Run Docker Command Without Sudo

Run Docker Command Without Sudo

Visit NGC portal for more information at https://www.nvidia.com/en-us/gpu-cloud/.

Jetson Containers on NGC

Run

Several containers for Jetson are hosted on NVIDIA NGC. Visit the Jetson cloud-native page on the list of containers for Jetson hosted on NGC.

Run docker command without sudo windows

Downloading the Container

To download a container, one needs to use the “docker pull” command.

Usage:

See docker pull documentation for details.

Follow the example below to download the L4T-base container from NGC:

Note that nvcr.io/nvidia/l4t-base is the name of the container and r32.4.3 is the tag. Tags provide a way to version control the containers.

Listing the Containers

Make Docker Run Without Sudo Voice

You can view a list of containers already pulled to your developer kit using the “docker image ls” command.

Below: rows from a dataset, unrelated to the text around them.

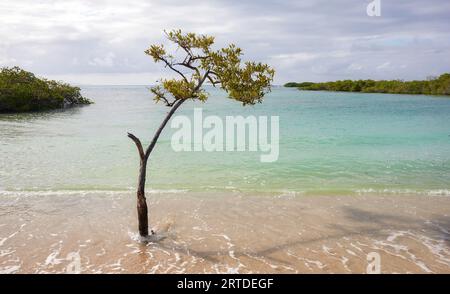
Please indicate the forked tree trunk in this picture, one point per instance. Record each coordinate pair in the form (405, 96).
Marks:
(142, 209)
(141, 200)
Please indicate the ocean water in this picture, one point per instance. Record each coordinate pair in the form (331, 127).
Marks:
(330, 144)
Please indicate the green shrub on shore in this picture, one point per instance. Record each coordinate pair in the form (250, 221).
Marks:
(22, 91)
(432, 86)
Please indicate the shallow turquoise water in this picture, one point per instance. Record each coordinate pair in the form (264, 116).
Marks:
(330, 143)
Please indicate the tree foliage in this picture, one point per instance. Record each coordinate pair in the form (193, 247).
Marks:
(22, 91)
(246, 82)
(431, 86)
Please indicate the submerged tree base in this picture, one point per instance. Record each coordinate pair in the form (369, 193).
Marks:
(22, 91)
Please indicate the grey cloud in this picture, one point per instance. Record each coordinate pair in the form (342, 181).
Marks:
(303, 40)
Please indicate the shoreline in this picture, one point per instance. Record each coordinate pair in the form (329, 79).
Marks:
(226, 233)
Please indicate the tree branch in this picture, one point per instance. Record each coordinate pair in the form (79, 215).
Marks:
(138, 144)
(161, 127)
(174, 69)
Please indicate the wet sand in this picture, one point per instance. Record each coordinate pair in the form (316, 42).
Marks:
(224, 233)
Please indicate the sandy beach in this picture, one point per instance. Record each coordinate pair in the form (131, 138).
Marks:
(41, 232)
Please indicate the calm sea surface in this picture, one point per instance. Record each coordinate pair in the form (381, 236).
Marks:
(330, 143)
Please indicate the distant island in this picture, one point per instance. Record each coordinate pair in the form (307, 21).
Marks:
(432, 86)
(22, 91)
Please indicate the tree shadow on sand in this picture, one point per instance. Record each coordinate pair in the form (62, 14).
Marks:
(364, 224)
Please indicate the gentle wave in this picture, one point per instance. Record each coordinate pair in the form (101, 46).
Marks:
(435, 192)
(82, 192)
(277, 193)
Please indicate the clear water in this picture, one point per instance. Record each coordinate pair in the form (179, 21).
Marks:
(330, 143)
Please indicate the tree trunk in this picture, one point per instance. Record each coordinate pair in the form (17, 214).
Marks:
(141, 200)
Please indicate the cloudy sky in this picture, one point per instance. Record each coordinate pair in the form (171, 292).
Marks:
(102, 42)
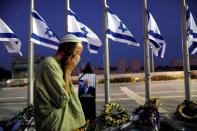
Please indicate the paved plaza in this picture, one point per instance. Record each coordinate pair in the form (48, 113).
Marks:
(129, 95)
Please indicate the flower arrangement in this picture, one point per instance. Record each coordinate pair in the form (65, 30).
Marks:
(187, 111)
(111, 119)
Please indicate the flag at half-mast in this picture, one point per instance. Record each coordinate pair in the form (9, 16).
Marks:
(191, 31)
(117, 31)
(87, 36)
(42, 34)
(156, 41)
(11, 41)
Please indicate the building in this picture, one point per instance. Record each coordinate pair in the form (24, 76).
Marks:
(20, 66)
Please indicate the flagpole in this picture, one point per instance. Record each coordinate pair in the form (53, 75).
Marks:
(30, 58)
(187, 72)
(146, 52)
(106, 55)
(67, 8)
(152, 60)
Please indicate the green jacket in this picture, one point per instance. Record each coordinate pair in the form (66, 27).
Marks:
(55, 109)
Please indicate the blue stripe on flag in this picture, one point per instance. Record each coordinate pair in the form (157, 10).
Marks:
(193, 46)
(192, 33)
(36, 16)
(7, 35)
(155, 35)
(117, 35)
(187, 14)
(155, 43)
(72, 14)
(148, 15)
(110, 11)
(79, 34)
(44, 40)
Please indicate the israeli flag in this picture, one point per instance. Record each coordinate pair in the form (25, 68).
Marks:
(117, 31)
(156, 41)
(192, 32)
(42, 34)
(76, 27)
(11, 41)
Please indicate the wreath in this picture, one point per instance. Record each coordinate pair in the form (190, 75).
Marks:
(112, 119)
(187, 111)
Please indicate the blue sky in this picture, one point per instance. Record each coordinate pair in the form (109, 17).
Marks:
(167, 14)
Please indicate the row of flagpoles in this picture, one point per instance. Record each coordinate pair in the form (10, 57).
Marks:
(114, 29)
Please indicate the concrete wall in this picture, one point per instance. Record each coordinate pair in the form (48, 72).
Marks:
(138, 75)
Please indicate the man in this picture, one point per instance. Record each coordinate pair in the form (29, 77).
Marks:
(87, 90)
(87, 99)
(57, 107)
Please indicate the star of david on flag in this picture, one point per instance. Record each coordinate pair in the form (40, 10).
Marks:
(76, 27)
(42, 34)
(11, 41)
(156, 41)
(117, 31)
(191, 31)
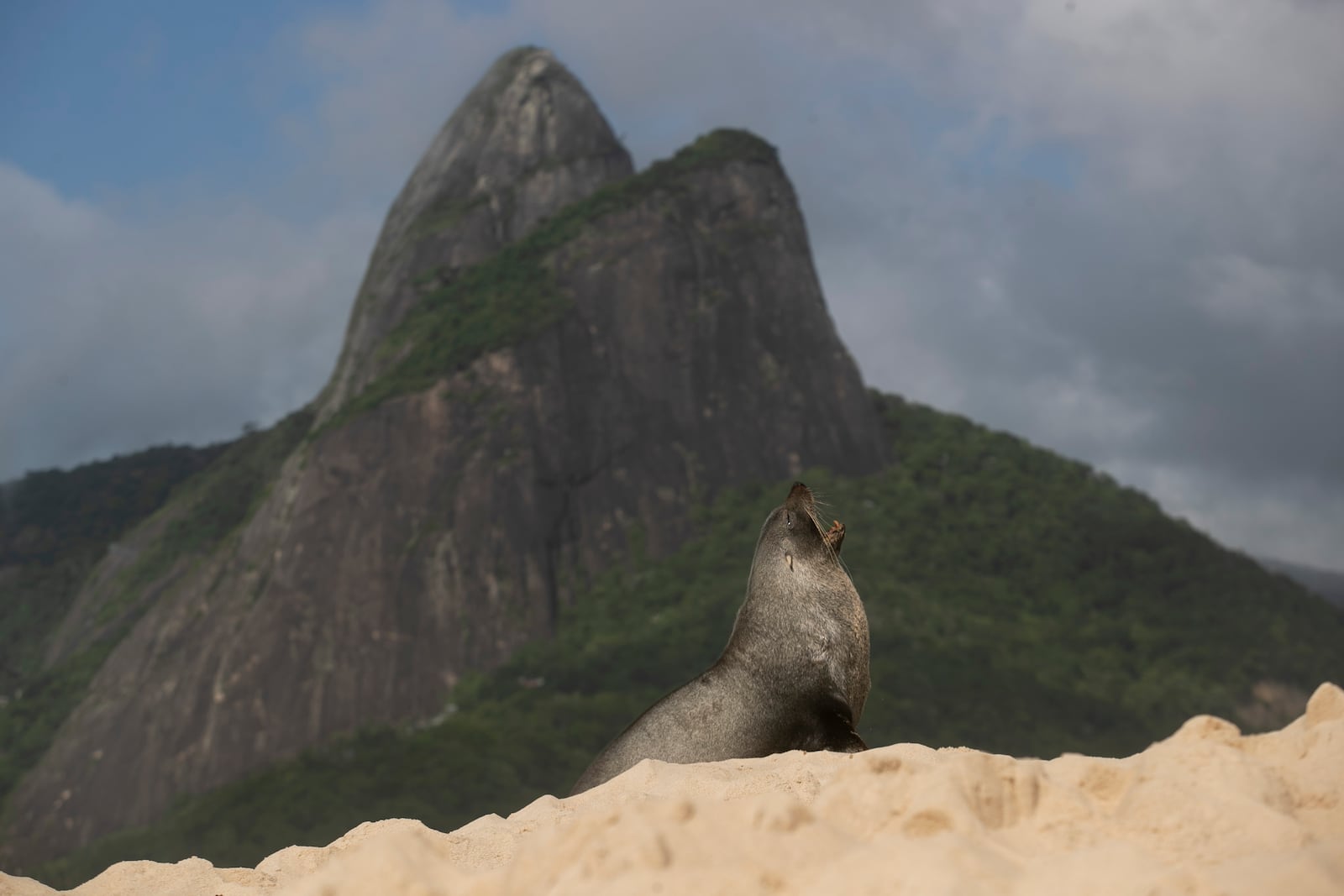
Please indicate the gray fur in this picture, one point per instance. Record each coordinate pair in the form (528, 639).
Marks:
(793, 676)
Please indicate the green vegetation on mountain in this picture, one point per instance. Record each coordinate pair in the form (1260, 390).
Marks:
(55, 524)
(82, 511)
(514, 295)
(1019, 604)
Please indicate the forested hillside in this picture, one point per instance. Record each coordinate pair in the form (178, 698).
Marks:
(1019, 602)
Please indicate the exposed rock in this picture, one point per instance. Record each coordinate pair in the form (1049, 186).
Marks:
(490, 439)
(524, 143)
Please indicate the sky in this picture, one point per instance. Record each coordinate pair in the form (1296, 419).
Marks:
(1112, 228)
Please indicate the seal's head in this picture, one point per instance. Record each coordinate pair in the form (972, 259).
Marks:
(792, 535)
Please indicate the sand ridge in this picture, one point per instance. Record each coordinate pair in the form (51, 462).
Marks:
(1207, 810)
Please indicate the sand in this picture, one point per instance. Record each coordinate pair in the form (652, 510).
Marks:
(1203, 812)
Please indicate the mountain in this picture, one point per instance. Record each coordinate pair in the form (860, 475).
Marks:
(551, 360)
(1019, 602)
(1327, 584)
(524, 506)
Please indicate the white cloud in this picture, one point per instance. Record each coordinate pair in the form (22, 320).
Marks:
(181, 329)
(1167, 304)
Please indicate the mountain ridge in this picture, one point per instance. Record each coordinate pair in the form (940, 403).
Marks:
(382, 553)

Run Docker Command Without Sudo Key

Usage:

Run Docker Command Without Sudo Command

See docker image ls documentation for details.

Running Containers

Containers are run using docker run command.

Make Docker Run Without Sudo Command

Usage:

See docker run documentation for details.

Follow the example below to run the L4T-base container:

Visit the L4T-base container page for explanation on the above docker run command.

Congratulations on running your first container on Jetson!